A startup apresentou um modelo de IA semelhante ao ChatGPT, chamado R1, que tem todas as habilidades dele, operando a uma fração do custo dos modelos da OpenAI, Google ou Meta, por exemplo.
“Eles [DeepSeek] desmontaram o business plan das Big Five americanas, que diziam que para fazer o que eles fizeram era preciso centenas de bilhões de dólares, criar data centers gigantescos, cobrar uma fortuna dos usuários. Eles puseram no open source”, ressaltou o especialista à CNN.
O neurocientista fez referência às principais empresas de tecnologia dos EUA, chamadas Big Five, cujas ações tiveram queda expressiva após o lançamento da DeepSeek.
Nicolelis afirmou que essa foi uma mudança no eixo global de ciência e tenologia semelhante ao pouso na Lua ou então ao lançamento do satélite Sputnik.
“Logo a seguir, outras empresas — Alibaba e outras — começaram a soltar os seus modelos [de IA]. Então não vai ser o único modelo chinês a surpreender o mundo. E tudo feito num modelo de negócios completamente diferente”, comentou.
“Então, não é à toa que a Bolsa de Valores americana na segunda-feira seguinte ao anúncio perdeu 1 trilhão de dólares. Porque ficou claro que você não precisava dos chips de última geração para rodar esses modelos [de IA], eles usaram chips de uma geração muito menor, muito mais antiga.

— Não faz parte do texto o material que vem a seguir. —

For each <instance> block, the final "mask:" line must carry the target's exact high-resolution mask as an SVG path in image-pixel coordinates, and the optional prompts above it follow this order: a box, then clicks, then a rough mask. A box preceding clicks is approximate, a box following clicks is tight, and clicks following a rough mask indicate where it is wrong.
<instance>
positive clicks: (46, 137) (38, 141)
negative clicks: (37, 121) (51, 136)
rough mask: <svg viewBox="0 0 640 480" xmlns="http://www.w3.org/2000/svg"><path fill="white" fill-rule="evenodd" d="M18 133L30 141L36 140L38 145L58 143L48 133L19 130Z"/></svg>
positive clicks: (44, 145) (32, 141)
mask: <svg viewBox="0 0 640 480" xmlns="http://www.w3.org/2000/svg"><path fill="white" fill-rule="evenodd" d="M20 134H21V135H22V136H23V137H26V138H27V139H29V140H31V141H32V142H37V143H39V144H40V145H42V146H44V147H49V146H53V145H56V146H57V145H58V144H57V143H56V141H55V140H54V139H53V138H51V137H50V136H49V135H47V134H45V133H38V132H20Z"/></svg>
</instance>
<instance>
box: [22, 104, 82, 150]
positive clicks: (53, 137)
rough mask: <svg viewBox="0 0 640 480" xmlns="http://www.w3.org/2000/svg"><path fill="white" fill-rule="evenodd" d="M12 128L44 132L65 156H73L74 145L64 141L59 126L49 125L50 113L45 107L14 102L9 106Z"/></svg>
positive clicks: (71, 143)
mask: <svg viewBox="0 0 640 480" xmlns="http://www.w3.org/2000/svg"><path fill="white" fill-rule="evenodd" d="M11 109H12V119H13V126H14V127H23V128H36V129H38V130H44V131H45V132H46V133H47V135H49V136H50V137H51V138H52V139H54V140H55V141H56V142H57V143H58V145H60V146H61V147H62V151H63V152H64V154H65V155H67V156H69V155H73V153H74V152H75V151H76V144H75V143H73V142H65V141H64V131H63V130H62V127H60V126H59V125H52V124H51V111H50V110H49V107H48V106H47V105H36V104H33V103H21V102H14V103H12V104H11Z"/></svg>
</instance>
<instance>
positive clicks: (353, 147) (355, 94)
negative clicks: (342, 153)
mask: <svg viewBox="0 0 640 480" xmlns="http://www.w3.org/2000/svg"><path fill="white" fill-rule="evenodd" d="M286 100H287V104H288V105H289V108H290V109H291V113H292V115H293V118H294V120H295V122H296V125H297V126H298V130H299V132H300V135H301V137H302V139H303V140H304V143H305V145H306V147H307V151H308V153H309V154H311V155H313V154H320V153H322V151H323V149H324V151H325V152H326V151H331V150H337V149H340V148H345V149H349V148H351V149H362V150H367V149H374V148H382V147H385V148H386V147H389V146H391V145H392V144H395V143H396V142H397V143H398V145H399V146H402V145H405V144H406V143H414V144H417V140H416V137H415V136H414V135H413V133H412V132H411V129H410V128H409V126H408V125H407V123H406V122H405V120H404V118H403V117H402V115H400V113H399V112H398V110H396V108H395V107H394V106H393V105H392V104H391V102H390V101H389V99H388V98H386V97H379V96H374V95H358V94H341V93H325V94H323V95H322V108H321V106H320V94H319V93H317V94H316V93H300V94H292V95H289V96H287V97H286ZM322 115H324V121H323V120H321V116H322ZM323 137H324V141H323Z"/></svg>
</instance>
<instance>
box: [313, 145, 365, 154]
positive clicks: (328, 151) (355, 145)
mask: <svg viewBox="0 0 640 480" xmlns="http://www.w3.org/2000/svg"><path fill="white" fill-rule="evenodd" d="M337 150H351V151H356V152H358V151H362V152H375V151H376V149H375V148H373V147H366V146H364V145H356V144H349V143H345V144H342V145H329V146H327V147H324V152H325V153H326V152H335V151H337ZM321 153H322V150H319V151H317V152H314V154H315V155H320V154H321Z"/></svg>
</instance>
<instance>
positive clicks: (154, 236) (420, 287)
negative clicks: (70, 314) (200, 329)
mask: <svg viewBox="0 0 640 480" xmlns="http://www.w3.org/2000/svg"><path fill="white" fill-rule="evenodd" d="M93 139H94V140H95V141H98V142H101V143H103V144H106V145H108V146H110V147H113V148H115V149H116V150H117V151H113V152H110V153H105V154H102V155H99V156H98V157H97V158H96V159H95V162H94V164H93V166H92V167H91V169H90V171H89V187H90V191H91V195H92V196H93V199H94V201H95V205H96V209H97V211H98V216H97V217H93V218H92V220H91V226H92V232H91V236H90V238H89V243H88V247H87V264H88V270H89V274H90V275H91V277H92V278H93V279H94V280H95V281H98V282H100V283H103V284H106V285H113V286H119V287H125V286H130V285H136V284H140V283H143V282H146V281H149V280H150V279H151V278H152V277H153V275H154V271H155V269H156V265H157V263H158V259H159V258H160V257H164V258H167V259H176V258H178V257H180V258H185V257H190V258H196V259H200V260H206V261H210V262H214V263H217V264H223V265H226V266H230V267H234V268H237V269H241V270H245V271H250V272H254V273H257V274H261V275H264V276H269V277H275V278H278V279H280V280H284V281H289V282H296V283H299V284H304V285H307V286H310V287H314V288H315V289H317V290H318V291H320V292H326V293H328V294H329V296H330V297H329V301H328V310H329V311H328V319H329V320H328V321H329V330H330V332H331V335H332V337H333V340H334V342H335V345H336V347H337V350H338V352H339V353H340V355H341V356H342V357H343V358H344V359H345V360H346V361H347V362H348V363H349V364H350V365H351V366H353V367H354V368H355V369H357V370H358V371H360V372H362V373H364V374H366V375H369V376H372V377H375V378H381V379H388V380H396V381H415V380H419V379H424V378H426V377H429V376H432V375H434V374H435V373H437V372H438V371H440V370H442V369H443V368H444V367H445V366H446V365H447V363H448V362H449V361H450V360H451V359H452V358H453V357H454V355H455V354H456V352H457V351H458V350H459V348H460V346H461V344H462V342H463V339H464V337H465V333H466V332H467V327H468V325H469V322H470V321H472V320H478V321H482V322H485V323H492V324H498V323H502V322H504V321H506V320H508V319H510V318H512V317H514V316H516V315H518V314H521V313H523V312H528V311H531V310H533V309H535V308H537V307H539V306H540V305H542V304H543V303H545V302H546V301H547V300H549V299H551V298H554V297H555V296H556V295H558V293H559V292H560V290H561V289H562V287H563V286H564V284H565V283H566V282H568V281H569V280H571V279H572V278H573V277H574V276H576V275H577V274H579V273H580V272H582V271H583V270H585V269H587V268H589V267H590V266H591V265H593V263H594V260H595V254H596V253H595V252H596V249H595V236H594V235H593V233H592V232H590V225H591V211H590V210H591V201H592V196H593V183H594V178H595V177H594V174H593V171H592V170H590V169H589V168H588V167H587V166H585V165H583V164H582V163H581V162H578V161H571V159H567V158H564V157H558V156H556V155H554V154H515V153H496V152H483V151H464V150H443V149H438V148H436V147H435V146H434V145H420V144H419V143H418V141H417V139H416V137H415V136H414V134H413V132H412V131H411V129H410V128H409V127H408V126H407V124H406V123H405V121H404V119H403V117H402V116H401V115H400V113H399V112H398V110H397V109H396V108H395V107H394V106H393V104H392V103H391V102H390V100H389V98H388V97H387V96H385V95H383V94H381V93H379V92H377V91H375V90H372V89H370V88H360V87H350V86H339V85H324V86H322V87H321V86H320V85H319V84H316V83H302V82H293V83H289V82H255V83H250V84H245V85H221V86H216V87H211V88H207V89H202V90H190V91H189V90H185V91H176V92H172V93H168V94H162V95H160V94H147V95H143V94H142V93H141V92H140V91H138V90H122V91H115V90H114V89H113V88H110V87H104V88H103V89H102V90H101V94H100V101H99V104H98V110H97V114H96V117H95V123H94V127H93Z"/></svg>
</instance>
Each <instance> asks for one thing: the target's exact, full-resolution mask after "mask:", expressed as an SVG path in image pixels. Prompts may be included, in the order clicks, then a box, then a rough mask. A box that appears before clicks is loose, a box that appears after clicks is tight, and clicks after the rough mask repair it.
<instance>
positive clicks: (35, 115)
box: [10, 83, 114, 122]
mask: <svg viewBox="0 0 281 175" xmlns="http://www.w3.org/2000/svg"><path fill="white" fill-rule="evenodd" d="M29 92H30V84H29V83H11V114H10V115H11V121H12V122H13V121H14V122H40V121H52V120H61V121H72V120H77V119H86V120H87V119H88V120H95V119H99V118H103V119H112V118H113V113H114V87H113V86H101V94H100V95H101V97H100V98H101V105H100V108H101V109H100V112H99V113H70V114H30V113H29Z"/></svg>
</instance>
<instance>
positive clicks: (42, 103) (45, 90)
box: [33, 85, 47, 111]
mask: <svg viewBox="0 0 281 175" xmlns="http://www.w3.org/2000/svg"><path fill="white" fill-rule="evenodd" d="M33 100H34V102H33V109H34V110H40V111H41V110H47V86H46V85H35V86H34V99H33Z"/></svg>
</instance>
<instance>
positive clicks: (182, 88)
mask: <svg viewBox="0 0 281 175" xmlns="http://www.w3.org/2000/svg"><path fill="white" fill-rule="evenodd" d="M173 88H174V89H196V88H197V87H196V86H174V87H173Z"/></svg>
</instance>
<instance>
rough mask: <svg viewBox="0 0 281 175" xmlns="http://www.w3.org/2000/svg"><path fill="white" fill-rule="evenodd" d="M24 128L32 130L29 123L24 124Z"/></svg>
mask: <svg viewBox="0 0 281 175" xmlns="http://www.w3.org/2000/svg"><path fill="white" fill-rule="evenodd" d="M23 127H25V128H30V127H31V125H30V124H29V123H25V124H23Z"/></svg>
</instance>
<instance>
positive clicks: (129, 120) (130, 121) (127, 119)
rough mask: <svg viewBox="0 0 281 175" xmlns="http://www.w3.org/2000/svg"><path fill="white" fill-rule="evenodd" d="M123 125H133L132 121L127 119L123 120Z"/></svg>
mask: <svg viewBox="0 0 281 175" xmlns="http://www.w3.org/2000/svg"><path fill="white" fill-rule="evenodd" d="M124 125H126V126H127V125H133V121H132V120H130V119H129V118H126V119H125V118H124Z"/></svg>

E agora eles estão dizendo que vão usar chips chineses produzidos lá”, adicionou.
Governo chinês demonstrou “interesse em parcerias com o Brasil”
À CNN, Miguel Nicolelis também revelou que presenciou o interesse do governo da China em estabelecer uma série de parcerias com o Brasil.
Ele pontuou que, um dos motivos para isso, é porque a China não tem abertura para novas “parcerias grandiosas” com os Estados Unidos e a Europa, por exemplo, mas que os chineses estão cientes que o Brasil possui uma das maiores redes de universidades públicas do mundo, onde grande parte da pesquisa de ponta nacional é feita.
“O Brasil surge como uma alternativa espetacular, mesmo porque as relações com o Brasil são muito boas, e as relações, por exemplo, com a Índia não são tão boas. Então, o Brasil é um é um parceiro claro”, ressaltou.
Ainda assim, o neurocientista alertou que é necessário fornecer os recursos necessários para as universidades brasileiras, visando tanto seu desenvolvimento quanto o da ciência nacional.
Além disso, para que as parcerias com a China sejam melhor estabelecidas, são necessários interlocutores que consigam” fazer a ponte” com o governo brasileiro.